Preamble is described and is used for putting into practice possibility of the present invention.Many other embodiment are arranged in scope and spirit of the present invention.For example, in the embodiment shown, field emission device backlighting unit 50 works in the color sequences pattern, so need not color filter in the liquid crystal display front end component 60; Yet another embodiment of the present invention can comprise color filter, and it can provide the chance of narrower color wavelength ranges.Therefore, preamble is described and to be intended to set forth and unrestricted, and scope of the present invention is provided by appended claims and equivalency range thereof.

Claims

1. liquid crystal display comprises:

Liquid crystal display front end component (60); And

Be attached to the field emission device backlighting unit (50) of described liquid crystal display front end component, described field emission device backlighting unit has negative electrode (7) and anode (4), described negative electrode is provided with a plurality of emitter cells (27R, 27G, 27B), described anode is provided with screen construction, described screen construction has a plurality of phosphor elements (33R that all form continuous haply bar, 33G, 33B), each described phosphor elements has the with it described emitter cells of the multirow of alignment, and wherein each described emitter cells is the discrete group of a plurality of electron emitters (16).

2. liquid crystal display as claimed in claim 1, wherein said field emission device backlighting unit has the resolution lower than described liquid crystal display front end component.

3. liquid crystal display as claimed in claim 1, wherein said phosphor elements is extended in parallel to each other.

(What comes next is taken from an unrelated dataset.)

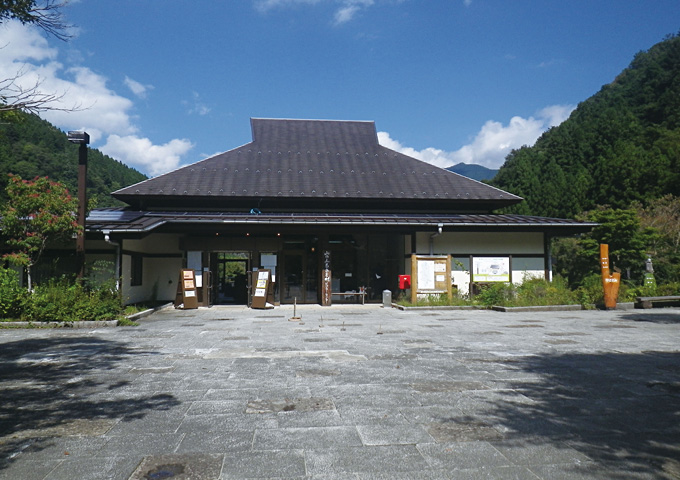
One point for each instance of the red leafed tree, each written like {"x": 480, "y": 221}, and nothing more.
{"x": 38, "y": 212}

4. liquid crystal display as claimed in claim 1, wherein each described phosphor elements has the width greater than 1 millimeter.

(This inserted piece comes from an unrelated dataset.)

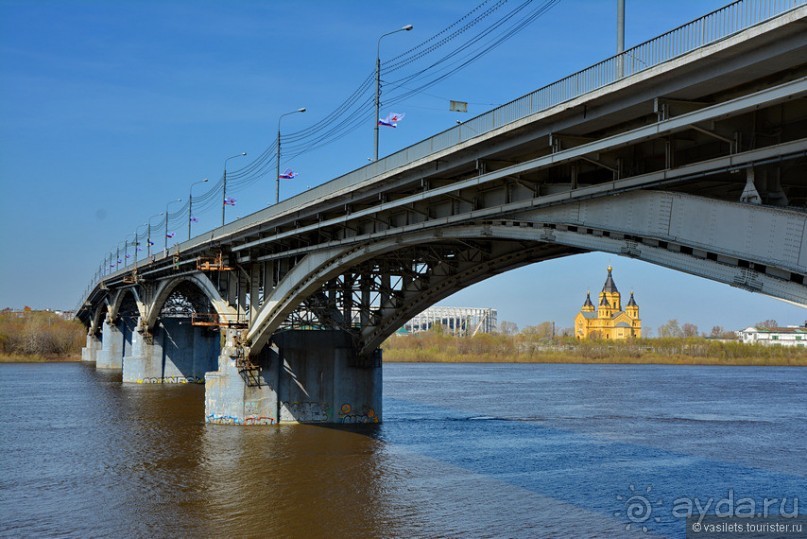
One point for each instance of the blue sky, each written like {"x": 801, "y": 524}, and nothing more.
{"x": 108, "y": 110}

5. liquid crystal display as claimed in claim 1, wherein said field emission device backlighting unit is programmable.

6. liquid crystal display as claimed in claim 1, wherein each described phosphor elements is in abutting connection with an adjacent described phosphor elements.

7. liquid crystal display as claimed in claim 1, wherein said phosphor elements is comprised of red phosphor element, green phosphor elements and blue phosphor element.

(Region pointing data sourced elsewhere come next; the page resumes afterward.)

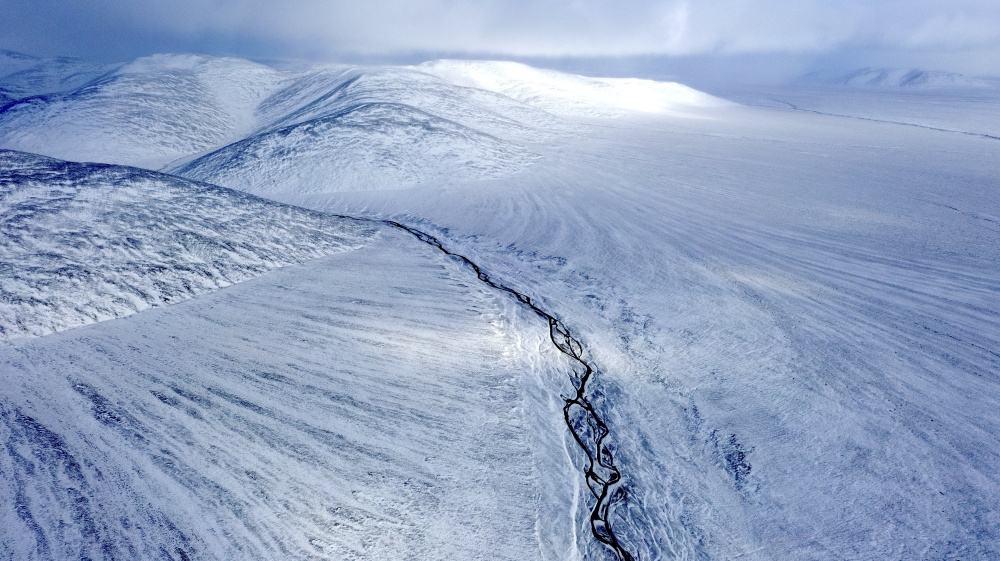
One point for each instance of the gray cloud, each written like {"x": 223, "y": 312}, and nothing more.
{"x": 324, "y": 28}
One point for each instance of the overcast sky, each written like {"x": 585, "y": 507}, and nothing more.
{"x": 961, "y": 35}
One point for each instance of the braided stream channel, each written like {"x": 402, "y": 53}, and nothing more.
{"x": 587, "y": 428}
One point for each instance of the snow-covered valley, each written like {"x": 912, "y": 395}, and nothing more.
{"x": 793, "y": 312}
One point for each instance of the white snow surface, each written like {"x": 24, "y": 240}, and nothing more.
{"x": 81, "y": 243}
{"x": 568, "y": 94}
{"x": 794, "y": 318}
{"x": 899, "y": 78}
{"x": 366, "y": 405}
{"x": 145, "y": 113}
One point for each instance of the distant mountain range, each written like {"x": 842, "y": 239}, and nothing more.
{"x": 897, "y": 78}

8. liquid crystal display as claimed in claim 7, the described emitter cells of wherein aliging with described red phosphor element is comprised of red emitter cells, the described emitter cells of aliging with described green phosphor elements is comprised of green emitter cells, and the described emitter cells of aliging with described blue phosphor element is comprised of blue emitter cells.

9. field emission apparatus comprises:

Negative electrode is provided with a plurality of emitter cells; And

Anode, be provided with screen construction, described screen construction has a plurality of phosphor elements that all form continuous haply bar, and each described phosphor elements has the with it multirow emitter cells of alignment, and wherein each described emitter cells is the discrete group of a plurality of electron emitters (16).

10. field emission apparatus as claimed in claim 9, wherein said phosphor elements extend haply in parallel to each other.

11. field emission apparatus as claimed in claim 9, wherein each described phosphor elements has the width greater than 1 millimeter.

12. field emission apparatus as claimed in claim 9, wherein said field emission apparatus is programmable.

13. field emission apparatus as claimed in claim 9, wherein each described phosphor elements is in abutting connection with an adjacent described phosphor elements.

14. field emission apparatus as claimed in claim 9, wherein said phosphor elements is comprised of red phosphor element, green phosphor elements and blue phosphor element.

15. field emission apparatus as claimed in claim 14, the described emitter cells of wherein aliging with described red phosphor element is comprised of red emitter cells, the described emitter cells of aliging with described green phosphor elements is comprised of green emitter cells, and the described emitter cells of aliging with described blue phosphor element is comprised of blue emitter cells.